I will say that the protruding appendeges did make it easier to remove the babies from the tray. Now there's a silver lining. They are tong-ready!
Once we removed all the babies from their trays we realized that guests already had drinks in their hands and would need to be served their frozen babies. Want to guess whose job it was to circulate through the party plopping baby-sicles into people's drinks? Yeppers! Head Weirdo to the rescue. You have no idea how difficult it is to work this in to casual converstaion. "Hi! Lovely to see you! Thanks so much for coming. May I freshen your drink?" Sploosh.
Now the real fun begins. The game is a contest. Guests must watch the baby (now floating around their champagne) as it melts. The first guest whose "water breaks" (or "baby-sicle thaws") wins the game! Such fun! In the meantime, you stare down at a floater. Not weird at all.

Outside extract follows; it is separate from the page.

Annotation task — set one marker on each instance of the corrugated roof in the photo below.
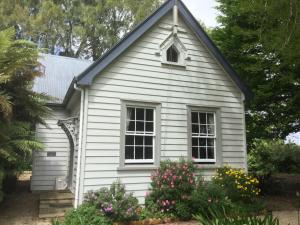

The saddest part came after the fact. We had more babie-sicles than guests and had to leave all these guys in the sink to melt.
Gives a whole new meaning to sending the baby to time-out doesn't it? And a good time was had by all!
3 comments:
Ok, seriously cracking up over this post!! You had me laughing out loud several times while I was reading...such a cleaver girl you are... :) Thank you for making frozen babies for my shower - it was very funny to play!!
LOVE this post! Thanks for making me smile!
Is this related to the frozen chozen?